Amen!

Will Wilkinson:

We’ve all seen, and have grown weary of, the wide array of red/blue/purple political maps. The purplish tones are supposed to show us, I guess, that even a “red state” is a mix of red and blue people. It’s not binary: all red or all blue. Yes. I guess. But the thing that gets in my craw is the fairly widespread assumption that individual people are either red or blue, which is just silly if you think about it for a millisecond. […]

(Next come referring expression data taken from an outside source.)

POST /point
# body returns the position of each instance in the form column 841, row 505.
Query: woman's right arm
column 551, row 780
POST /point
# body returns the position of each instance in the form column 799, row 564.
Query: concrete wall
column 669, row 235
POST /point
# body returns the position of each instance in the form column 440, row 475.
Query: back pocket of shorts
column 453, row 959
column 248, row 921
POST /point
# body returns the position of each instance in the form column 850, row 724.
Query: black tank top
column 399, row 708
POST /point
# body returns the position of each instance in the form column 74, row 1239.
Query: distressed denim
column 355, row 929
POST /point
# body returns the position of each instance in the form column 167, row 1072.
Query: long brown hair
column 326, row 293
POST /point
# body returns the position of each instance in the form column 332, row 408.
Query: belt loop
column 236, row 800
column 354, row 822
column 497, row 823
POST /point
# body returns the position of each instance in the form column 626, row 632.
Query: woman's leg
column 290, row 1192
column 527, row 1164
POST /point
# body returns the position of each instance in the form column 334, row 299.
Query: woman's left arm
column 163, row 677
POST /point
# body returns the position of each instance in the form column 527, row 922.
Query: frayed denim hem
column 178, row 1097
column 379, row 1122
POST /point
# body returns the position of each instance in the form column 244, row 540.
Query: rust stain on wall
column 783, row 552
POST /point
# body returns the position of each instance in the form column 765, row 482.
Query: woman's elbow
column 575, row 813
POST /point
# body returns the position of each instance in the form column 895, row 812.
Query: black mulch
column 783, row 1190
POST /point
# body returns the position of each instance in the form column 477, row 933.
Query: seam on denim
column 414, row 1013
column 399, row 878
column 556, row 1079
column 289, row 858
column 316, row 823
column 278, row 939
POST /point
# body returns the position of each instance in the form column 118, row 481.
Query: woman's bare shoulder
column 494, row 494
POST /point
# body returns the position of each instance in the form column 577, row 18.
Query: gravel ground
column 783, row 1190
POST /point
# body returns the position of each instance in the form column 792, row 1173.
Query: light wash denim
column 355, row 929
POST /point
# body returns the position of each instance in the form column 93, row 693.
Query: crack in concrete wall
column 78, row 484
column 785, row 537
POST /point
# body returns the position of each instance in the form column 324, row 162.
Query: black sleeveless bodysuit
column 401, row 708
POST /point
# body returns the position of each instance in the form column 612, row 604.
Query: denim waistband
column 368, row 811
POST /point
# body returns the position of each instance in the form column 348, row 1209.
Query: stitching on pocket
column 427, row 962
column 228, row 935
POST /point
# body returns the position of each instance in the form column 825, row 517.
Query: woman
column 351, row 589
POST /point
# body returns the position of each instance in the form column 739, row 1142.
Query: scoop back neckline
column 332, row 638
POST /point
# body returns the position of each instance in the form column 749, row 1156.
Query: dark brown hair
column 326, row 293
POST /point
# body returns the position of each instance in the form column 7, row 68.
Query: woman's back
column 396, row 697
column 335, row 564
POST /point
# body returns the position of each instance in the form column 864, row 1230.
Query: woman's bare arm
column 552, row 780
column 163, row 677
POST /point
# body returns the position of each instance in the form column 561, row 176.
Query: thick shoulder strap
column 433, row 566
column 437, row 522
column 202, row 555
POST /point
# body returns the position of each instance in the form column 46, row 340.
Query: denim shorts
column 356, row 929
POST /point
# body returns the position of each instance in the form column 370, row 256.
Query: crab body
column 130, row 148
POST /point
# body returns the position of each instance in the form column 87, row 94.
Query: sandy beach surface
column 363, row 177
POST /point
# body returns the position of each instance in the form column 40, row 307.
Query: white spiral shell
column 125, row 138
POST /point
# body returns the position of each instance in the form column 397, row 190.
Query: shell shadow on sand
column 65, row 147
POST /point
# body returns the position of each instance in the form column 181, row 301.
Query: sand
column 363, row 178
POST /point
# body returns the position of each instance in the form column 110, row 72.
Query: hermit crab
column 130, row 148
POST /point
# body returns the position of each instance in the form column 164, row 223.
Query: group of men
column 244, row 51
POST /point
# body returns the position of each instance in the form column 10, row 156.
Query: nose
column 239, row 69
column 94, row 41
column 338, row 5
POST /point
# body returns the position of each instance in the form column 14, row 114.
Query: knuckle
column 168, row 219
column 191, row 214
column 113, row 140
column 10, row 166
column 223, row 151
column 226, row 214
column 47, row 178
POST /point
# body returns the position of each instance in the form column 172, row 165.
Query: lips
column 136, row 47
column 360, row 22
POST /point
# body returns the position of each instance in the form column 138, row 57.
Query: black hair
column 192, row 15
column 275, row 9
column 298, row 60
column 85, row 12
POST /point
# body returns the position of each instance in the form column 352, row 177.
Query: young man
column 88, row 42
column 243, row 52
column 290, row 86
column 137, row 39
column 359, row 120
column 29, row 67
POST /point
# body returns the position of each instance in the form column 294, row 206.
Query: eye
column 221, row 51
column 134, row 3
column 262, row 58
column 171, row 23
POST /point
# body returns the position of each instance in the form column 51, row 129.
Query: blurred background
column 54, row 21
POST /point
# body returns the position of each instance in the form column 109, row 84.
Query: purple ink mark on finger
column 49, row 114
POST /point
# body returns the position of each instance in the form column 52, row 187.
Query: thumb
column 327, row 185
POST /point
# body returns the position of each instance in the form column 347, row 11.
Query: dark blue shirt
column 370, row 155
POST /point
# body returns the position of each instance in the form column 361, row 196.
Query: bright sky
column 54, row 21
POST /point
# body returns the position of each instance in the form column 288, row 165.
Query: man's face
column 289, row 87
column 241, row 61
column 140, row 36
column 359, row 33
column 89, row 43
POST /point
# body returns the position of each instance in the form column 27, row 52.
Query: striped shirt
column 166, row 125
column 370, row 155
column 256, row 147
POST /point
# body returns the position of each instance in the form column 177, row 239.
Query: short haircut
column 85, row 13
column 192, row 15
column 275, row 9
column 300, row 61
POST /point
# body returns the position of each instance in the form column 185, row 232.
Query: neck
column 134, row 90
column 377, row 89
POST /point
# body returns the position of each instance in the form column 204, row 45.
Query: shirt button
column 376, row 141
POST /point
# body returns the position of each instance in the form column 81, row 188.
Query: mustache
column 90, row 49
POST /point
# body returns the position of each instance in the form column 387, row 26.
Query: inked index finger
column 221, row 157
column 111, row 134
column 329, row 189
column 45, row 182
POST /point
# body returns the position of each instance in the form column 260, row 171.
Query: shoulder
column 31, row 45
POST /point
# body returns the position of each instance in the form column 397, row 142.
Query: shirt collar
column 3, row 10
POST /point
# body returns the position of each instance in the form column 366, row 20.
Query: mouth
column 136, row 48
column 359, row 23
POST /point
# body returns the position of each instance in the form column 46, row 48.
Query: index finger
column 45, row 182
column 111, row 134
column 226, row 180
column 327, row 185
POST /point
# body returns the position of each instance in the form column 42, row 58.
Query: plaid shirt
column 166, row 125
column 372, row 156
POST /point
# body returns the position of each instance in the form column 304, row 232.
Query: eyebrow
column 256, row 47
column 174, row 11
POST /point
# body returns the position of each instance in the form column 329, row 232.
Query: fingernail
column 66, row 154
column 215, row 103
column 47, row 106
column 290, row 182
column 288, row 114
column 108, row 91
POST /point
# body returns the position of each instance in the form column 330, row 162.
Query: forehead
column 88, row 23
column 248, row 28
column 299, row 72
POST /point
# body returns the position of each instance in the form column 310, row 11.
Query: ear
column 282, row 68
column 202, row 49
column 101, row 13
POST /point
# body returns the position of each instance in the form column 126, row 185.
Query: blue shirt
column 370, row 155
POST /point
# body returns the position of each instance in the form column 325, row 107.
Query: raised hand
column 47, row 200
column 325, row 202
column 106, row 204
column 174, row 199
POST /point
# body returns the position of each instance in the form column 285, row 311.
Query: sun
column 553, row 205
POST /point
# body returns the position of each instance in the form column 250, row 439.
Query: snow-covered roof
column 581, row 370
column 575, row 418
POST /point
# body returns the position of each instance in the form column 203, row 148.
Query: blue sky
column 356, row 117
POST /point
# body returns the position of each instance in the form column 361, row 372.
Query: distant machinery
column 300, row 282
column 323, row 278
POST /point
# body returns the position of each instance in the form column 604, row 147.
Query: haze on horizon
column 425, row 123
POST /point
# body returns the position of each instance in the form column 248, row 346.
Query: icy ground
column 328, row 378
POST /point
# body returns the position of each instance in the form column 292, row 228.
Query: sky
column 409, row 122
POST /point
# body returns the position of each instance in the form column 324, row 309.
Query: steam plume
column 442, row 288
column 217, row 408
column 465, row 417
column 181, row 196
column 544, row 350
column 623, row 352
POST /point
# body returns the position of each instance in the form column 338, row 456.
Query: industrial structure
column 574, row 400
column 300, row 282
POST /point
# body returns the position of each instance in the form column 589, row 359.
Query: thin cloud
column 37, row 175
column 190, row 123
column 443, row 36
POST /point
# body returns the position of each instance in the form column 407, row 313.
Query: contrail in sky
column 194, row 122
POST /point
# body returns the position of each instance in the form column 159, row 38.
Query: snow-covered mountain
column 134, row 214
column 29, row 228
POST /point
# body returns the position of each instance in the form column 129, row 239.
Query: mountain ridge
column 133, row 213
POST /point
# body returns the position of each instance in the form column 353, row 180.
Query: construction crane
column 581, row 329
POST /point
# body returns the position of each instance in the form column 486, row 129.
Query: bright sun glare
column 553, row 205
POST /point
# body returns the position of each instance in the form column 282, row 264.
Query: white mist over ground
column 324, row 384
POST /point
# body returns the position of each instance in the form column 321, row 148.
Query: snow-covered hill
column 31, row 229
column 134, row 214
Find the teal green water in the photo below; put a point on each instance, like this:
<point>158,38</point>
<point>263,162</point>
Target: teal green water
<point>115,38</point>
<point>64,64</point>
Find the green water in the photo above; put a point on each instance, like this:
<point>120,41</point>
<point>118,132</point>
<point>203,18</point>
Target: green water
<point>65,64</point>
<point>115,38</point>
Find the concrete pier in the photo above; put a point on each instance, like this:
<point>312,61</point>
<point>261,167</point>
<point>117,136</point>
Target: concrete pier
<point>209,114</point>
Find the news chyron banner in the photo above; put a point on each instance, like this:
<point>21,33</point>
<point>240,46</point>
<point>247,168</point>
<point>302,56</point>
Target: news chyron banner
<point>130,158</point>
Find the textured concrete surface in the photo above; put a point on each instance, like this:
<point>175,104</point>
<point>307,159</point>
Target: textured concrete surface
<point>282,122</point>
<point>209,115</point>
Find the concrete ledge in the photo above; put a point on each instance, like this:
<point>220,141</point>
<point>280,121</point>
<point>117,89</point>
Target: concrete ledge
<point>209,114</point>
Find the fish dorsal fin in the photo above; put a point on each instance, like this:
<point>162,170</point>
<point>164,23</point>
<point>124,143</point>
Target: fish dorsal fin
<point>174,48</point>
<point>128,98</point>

One of the reasons I dislike politics, and especially our winner-take-all system, is that it creates a pressure to pick sides in a way that does damage to authenticity. I resent being asked implicitly to join my intellectual urban fellows in therapeutic anti-red scorn-heaping excercises, as if “red” and “blue” actually means something interesting. Let’s all just stick to hating the stupid and pompous, qualities that know no hue.

Read the rest here.

Comments

2 responses to “Amen!”

  1. Bill

    I think Will Wilkinson misses the point of politics and parties. From what he has written, his ideal is a nation of 200 million or more political parties. One for every person. But that is simply not possible. There is no way to form the necessary consensi that governing effectively requires. Political parties that end up being described as red or blue or chartreuse, is one way of starting to form a specific consensus. If you closely questioned people that claim to belong to a particular party, you would find a great diversity of opinion and preference. What joins them together is that they essentially agree on a few major points, eg. that war of any sort is wrong, or that social welfare has to be reformed. Granted it requires a certain self-security to be able to say, “I am voting Demoblican but I don’t agree with everything they say,” and to be willing to be lumped with them for the current main issues. That is the nature of politics and political processes. In Congress it is called log-rolling, or compromise. In voting it is voting each candidate not the party.

  2. Lee

    That’s fair enough. But I think Wilkinson’s main point was to disavow the pressure to reduce one’s identity to one’s political preferences. Just because someone votes for Bush/Kerry doesn’t make one a “red”/”blue” person. That is, a gay atheist who hates NASCAR could vote for Bush without signing on to some culture war between reds and blues.